Disse-me que precisava da minha ajuda para uma pesquisa que andava a fazer.
Falou-me das origens do Colmeal, de como estava convencido, pelas pesquisas que
tinha feito, que a Eira terá estado em tempos unida ao Lombo das Vinhas, pois o
pequeno vale que agora os separa, terá resultado da exploração romana do barro
de boa qualidade aí existente para o fabrico de recipientes (ânforas) de
transporte de alimentos. Era fascinante ouvi-lo!
Todo o conhecimento que não é
escrito, que não é registado, perde-se em duas ou três gerações. É um facto. Era
contra esse esquecimento que ele lutava. Em alguma altura da nossa história, um
grupo de destemidos veio povoar esta região. Quem eram? quantos eram? Como
viveram?
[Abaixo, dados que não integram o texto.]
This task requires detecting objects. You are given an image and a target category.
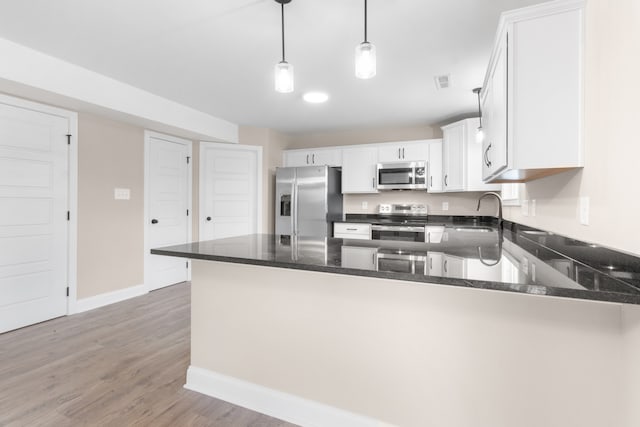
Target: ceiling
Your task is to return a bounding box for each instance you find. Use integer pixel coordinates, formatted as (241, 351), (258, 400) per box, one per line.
(0, 0), (540, 133)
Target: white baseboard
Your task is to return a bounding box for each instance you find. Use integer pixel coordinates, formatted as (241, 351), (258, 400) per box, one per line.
(72, 285), (148, 314)
(184, 366), (392, 427)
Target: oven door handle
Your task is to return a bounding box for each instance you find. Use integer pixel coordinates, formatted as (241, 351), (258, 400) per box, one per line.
(371, 224), (425, 233)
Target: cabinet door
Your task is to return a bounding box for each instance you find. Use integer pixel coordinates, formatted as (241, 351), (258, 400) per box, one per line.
(427, 252), (444, 276)
(378, 143), (403, 162)
(427, 139), (442, 193)
(284, 150), (311, 167)
(400, 142), (429, 162)
(311, 149), (342, 166)
(342, 147), (378, 193)
(442, 122), (465, 191)
(482, 36), (508, 180)
(341, 246), (378, 271)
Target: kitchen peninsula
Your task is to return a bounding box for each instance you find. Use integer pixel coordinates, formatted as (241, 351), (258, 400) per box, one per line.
(152, 221), (640, 427)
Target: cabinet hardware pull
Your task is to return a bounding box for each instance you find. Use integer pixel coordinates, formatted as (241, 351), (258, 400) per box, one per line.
(484, 143), (491, 168)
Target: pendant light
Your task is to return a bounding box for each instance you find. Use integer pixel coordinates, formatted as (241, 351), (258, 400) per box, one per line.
(473, 87), (484, 143)
(275, 0), (293, 93)
(356, 0), (376, 79)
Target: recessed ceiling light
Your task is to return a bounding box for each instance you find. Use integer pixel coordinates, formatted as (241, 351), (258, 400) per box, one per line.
(302, 92), (329, 104)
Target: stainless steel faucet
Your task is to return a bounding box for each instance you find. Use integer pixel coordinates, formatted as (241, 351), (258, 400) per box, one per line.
(476, 191), (502, 226)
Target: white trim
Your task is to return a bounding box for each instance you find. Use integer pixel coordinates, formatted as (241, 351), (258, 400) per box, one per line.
(0, 94), (78, 314)
(143, 130), (195, 286)
(198, 141), (264, 240)
(75, 285), (147, 313)
(184, 365), (391, 427)
(0, 38), (238, 142)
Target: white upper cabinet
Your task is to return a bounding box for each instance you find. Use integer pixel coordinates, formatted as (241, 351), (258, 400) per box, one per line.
(378, 141), (429, 163)
(282, 147), (342, 167)
(442, 118), (500, 192)
(442, 122), (467, 191)
(481, 0), (584, 182)
(342, 146), (378, 193)
(427, 139), (442, 193)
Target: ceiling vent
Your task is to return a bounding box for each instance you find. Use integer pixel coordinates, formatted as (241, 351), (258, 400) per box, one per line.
(433, 74), (451, 90)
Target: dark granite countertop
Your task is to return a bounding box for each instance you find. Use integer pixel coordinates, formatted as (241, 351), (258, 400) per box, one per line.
(151, 216), (640, 304)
Que dificuldades enfrentaram?
Pelas encostas da serra, muito
devem ter penado a partir e a transportar a pedra com que haveriam de construir
as suas casas, mas, sobretudo, as paredes de sustentação da pouca terra de que
dispunham para cultivar as estreitas leiras de onde haveriam de comer “o pão
que o diabo amassou”. Os incêndios de 2017 deixaram a descoberto muitas dessas
paredes, desafiando-nos a recordar a técnica e o esforço imenso de quem as
construiu, com tal solidez que ainda hoje resistem.
O Fernando Costa, apesar da sua
já evidente fragilidade, continuava a investigar, empenhado em registar a
história e a memória do Colmeal e das suas gentes. “Tu deves poder consultar a
Torre do Tombo… preciso
de informações que lá existem nuns documentos”, disse-me. Mas a Torre do Tombo,
por essa altura, estava ainda em fase de instalação no novo edifício e, pelo
que me foi dito, apenas disponível aos investigadores de doutoramento, o que,
lamentavelmente, não era o meu caso. Fiquei triste, por não lhe poder ser útil.
Recentemente descobri, justamente
no site da Torre do Tombo, uns documentos que me trouxeram à memória o Fernando
Costa – seriam estes os documentos de que ele precisava? Aqui vos deixo estas
relíquias da história do Colmeal, como humilde homenagem que lhe presto.
Em 1755, como é sabido, ocorreu o
grande terramoto. O Secretário de Estado dos Negócios do Reino, Sebastião José
de Carvalho e Melo (mais tarde Marquês de Pombal) enviou, através da hierarquia
eclesiástica, a todos os párocos do reino, um questionário com o qual se
pretendia perceber o fenómeno ocorrido e avaliar o número de vítimas, os
estragos causados e as medidas tomadas. Aproveitava-se para fazer uma contagem
da população, discriminando o total de homens e de mulheres, existentes em cada
freguesia.
D. Miguel da Anunciação, Bispo de
Coimbra, divulgou esse inquérito aos párocos, através de um folheto impresso.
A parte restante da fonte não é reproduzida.